Markets with lowest cost inflation: Midwest, Northeast and energy markets
On the other hand, Site Selection Group also looked at large and mid-size markets with lower overall cost growth. These are not necessarily markets with lower costs, just ones that have seen lower inflation over the past few years.
Those markets tend to be markets in the Midwest, like Minneapolis, Wisconsin or smaller markets scattered across the center of the country. The list also includes a handful of markets in the Northeast.
Curiously, the list also includes some major energy markets like Houston, Oklahoma City and Baton Rouge, Louisiana. Those markets tend to be heavily impacted by the ups and downs of global energy and commodity markets.
Markets with lower cost inflation and favorable demographics
There are many ways to measure whether a market is “good” for manufacturing investment. One simple way to look at the long-term viability of a market is to look at projected population growth. It’s a good, if simple, proxy data point for workforce alignment, but also for potential logistics considerations. As a result, the table below shows markets with lower cost growth, but with higher-than-average projected population growth.Site Selection Group summarizes these in a couple key categories:
- Alternatives to “overheating” Sunbelt markets: For example, San Antonio, Texas; Oklahoma City; Tulsa, Oklahoma; Little Rock and even El Paso, Texas, could be potential alternatives to markets with inflating costs. Fayetteville, North Carolina, while not a major manufacturing hub today, could be of increasing interest given its proximity to Raleigh-Durham. The same could be said for Columbia vs. Charlotte in North Carolina or Augusta vs. Atlanta in Georgia.
- Midwest alternatives: While they may not be as geographically well-centered to serve the U.S. population, markets like Des Moines, Iowa, and Omaha, Nebraska, could be of interest. Madison, Wisconsin, is not necessarily a “low-cost” option, but for biotech projects, its value proposition vs. Raleigh-Durham and eastern Pennsylvania could be improving.

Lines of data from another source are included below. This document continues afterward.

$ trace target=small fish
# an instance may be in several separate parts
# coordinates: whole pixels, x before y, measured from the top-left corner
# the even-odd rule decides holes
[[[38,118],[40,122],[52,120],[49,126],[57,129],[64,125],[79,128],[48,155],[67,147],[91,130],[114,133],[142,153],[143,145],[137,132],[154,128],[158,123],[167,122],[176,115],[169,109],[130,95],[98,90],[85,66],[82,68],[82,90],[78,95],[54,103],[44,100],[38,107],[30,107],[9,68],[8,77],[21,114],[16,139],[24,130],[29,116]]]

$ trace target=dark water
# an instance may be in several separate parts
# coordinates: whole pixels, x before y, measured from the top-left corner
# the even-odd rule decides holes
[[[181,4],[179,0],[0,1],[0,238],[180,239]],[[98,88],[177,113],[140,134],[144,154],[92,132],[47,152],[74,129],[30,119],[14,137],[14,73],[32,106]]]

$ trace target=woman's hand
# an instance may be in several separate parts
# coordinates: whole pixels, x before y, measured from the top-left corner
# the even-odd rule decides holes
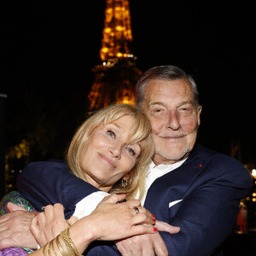
[[[125,195],[105,197],[90,215],[82,218],[71,226],[71,238],[79,251],[83,252],[85,246],[94,240],[114,241],[157,232],[154,227],[154,218],[140,206],[139,201],[117,203],[125,198]],[[138,213],[134,207],[138,208]]]
[[[43,247],[67,227],[64,207],[57,203],[47,206],[44,212],[37,214],[32,220],[30,230],[39,246]]]

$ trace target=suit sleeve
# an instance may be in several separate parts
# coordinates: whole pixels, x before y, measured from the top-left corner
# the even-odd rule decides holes
[[[169,209],[169,223],[181,228],[176,235],[160,232],[170,254],[212,255],[221,250],[233,231],[240,201],[252,186],[247,170],[230,164],[219,176],[194,183],[191,193]]]
[[[39,212],[46,205],[61,203],[66,218],[73,213],[79,201],[99,191],[72,174],[66,163],[59,160],[26,166],[17,177],[17,190]]]

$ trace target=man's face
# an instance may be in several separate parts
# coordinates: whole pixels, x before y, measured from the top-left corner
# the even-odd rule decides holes
[[[149,81],[143,109],[152,125],[154,162],[172,164],[185,159],[195,145],[201,111],[189,84],[184,79]]]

- West Coast remains challenging: Quite simply, serving the West Coast is tough and companies will pay a premium to be there. While many companies choose to disregard California, it’s interesting to see how markets in the Central Valley like Sacramento, Fresno and Bakersfield may see their value proposition to manufacturers improve compared to Phoenix and Salt Lake City.
Build a good cost model, refine it and test your assumptions
The industrial market is as dynamic as it’s ever been. Southern markets that hung their hats on cost advantages are seeing those advantages dissipate. Other markets that have historically the highest cost may see that gap shrink. Every manufacturing project is different in terms of workforce, logistics, real estate requirements and tax structure. Now more than ever, it’s critically important to build a robust comparative cost analysis in any site selection exercise. And perhaps even more importantly, refine that model and test future cost assumptions as the project progresses. No one can see the future, but past cost inflation data shows where some markets may be headed.